However, your reply was very uninformed when you mentioned "trust" when it comes to such services. You need to dig a little deeper as to how they work. It's a point-to-point service, it doesn't go through their servers.

Regardless, you can definitely use the OS X included "Screen sharing" (which is kind of hidden) even remotely, I think. You just need to enable certain ports in your firewall/router.

If you are an advanced user and like tinkering around, sure, you can SSH into it.

However, TeamViewer is fantastic and I've troubleshooted devices 10,000 miles away, no problem. The end user didn't even need to fiddle with any ports, just ran the app and emailed me the passcode.

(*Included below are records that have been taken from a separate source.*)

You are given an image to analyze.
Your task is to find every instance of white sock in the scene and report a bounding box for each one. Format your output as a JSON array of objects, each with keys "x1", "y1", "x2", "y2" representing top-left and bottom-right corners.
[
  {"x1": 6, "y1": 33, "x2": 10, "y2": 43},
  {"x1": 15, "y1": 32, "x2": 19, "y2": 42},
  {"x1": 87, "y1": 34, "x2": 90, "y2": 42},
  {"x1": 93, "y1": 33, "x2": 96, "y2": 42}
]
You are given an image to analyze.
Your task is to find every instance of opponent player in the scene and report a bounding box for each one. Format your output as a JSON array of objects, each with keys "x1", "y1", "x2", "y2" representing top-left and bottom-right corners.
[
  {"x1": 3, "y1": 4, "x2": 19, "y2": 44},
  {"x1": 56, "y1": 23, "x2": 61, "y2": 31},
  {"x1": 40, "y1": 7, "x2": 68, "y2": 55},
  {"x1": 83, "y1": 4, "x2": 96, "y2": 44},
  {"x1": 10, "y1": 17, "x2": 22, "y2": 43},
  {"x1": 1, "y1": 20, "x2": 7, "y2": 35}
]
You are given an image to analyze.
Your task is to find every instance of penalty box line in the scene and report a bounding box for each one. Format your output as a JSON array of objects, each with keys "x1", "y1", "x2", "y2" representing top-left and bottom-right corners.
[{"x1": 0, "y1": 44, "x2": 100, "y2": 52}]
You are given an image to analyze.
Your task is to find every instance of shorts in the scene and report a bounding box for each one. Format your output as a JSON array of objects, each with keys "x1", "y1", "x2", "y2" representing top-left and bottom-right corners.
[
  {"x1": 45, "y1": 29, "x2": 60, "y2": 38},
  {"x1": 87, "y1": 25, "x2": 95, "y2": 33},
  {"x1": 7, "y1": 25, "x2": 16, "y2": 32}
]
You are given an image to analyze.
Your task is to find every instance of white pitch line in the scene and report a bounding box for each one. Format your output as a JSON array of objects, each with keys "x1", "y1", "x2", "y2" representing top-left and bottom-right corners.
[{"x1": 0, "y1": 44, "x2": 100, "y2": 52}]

It was even a Windows machine.
That is good that it has worked well for you.

I know that GoToAssist, GoToMeeting, etc. will record the session as an option to allow the user to download the session to review later, or to allow the technician's manager to review it, etc. From what I understand, the host computer being remoted into maintains a TCP connection outbound to Citrix servers (in GoToAssist case) and when you start the remote session, their server acts as a proxy, hence bypassing all firewall rules unless DPI is set up and properly configured. This "cloud" stuff is a network administrator's nightmare with the current state of firewall, etc.

I was not trying to challenge your knowledge, but just offer an option based on my experiences.